ふくろうは、わずかな光さえあれば見ることができるよう最大限に発達した目をしています。
メンフクロウの例で言えば、人が物を見分けられるよりも、100分の1程度の明るさで、物体を見分けられるといいます。
ほとんどの動物にとって、真っ暗闇と言っていいなかで獲物を捕らえたり、木にぶつからずに飛べるのは、かつては、ふくろうは赤外線を見ることができるからだと思われていました。
しかし今では、いろいろな実験の結果、ふくろうは人と同じように普通の視覚光線の範囲だけで見ていることが証明されました。
ですから、さすがのふくろうも完全な闇の中では、見ることはできません。
完全な闇の中では、途方もなく発達した聴覚により、音だけで獲物を捕らえるという能力をふくろうは持ち合わせています。

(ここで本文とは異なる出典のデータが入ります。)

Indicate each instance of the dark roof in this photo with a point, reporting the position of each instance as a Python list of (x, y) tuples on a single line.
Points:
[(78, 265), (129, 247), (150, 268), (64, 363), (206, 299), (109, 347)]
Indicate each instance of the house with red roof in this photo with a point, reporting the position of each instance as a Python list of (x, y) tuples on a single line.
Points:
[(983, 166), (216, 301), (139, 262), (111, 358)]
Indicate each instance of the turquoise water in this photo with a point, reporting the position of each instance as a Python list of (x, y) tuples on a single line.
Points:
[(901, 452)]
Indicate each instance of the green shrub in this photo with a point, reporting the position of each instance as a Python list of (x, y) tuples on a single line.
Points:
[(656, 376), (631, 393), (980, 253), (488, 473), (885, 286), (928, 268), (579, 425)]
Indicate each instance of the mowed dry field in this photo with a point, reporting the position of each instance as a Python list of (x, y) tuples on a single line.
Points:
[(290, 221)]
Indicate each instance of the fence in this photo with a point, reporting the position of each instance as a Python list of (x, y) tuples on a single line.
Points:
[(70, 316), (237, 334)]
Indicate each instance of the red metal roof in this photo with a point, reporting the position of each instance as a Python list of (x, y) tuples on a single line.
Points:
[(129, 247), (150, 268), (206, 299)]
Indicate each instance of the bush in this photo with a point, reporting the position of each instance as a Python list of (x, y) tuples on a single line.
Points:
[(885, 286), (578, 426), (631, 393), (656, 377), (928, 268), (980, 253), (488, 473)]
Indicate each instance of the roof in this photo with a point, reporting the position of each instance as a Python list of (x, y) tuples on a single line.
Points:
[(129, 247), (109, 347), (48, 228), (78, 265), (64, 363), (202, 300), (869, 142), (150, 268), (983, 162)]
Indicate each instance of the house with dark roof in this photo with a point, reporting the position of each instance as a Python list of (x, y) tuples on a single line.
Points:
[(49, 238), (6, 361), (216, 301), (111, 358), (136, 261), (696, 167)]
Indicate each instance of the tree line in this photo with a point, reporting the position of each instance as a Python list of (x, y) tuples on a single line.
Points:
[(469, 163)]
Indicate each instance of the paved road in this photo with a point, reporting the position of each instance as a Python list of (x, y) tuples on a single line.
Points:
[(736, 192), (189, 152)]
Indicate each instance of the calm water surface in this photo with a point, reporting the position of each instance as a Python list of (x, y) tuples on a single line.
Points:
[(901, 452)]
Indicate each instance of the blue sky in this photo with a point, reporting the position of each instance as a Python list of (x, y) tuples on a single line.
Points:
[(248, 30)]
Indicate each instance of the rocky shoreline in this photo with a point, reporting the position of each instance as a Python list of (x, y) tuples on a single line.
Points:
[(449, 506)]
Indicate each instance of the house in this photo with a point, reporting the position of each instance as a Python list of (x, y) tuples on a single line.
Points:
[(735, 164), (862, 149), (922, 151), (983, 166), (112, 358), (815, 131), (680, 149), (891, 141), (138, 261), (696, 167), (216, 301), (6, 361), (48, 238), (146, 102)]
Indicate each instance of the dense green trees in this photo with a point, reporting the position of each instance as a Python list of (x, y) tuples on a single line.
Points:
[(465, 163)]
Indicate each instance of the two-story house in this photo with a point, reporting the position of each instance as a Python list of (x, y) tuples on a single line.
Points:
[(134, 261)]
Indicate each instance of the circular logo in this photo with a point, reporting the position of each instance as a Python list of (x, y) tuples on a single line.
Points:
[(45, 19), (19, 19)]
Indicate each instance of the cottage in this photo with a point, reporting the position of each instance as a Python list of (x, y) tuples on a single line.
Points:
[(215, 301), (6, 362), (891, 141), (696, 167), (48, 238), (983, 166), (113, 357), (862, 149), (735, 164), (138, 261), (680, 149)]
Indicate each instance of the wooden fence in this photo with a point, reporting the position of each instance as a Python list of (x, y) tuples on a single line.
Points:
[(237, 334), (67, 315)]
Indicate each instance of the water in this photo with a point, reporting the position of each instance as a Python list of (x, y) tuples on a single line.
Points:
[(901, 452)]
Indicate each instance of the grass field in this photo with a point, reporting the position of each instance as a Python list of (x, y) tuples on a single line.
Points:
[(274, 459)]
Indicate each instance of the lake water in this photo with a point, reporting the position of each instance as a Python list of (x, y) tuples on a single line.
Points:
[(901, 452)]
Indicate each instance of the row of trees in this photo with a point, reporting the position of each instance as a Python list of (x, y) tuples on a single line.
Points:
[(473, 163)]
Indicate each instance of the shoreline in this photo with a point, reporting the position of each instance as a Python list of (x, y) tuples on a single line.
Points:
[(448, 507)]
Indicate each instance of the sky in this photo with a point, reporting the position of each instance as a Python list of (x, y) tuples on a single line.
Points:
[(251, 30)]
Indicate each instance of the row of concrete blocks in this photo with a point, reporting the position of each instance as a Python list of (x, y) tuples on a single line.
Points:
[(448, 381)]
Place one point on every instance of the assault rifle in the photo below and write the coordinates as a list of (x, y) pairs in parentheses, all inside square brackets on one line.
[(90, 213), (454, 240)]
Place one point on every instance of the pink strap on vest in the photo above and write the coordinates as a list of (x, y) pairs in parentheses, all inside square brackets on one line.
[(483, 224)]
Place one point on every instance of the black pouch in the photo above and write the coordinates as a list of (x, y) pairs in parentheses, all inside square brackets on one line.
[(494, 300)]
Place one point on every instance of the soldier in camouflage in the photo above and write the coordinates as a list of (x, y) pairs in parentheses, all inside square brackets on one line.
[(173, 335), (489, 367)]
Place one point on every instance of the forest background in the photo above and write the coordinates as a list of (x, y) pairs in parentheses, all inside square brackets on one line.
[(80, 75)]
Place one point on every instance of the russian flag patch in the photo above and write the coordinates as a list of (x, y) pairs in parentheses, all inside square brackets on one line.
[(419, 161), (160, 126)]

ふくろうは、狩をする動物、ライオンやトラと同じように顔の正面に目が付いています。
正面に付いた目は、見ることのできる範囲(視野)は限られてしまいます。
スズメやハトのような狩をしない鳥は、目が頭の側面についていて、前方から横と、後ろの方までの広い視野を持っています。その方が、襲ってくる敵に早く気づくことができるからです。
しかし、正面に目を持つふくろうは、右と左の目の両方で前方を見ることができるので、物の距離や奥行きといった位置関係を正確に把握することができます。
これは、狩をするうえで非常に重要な点であります。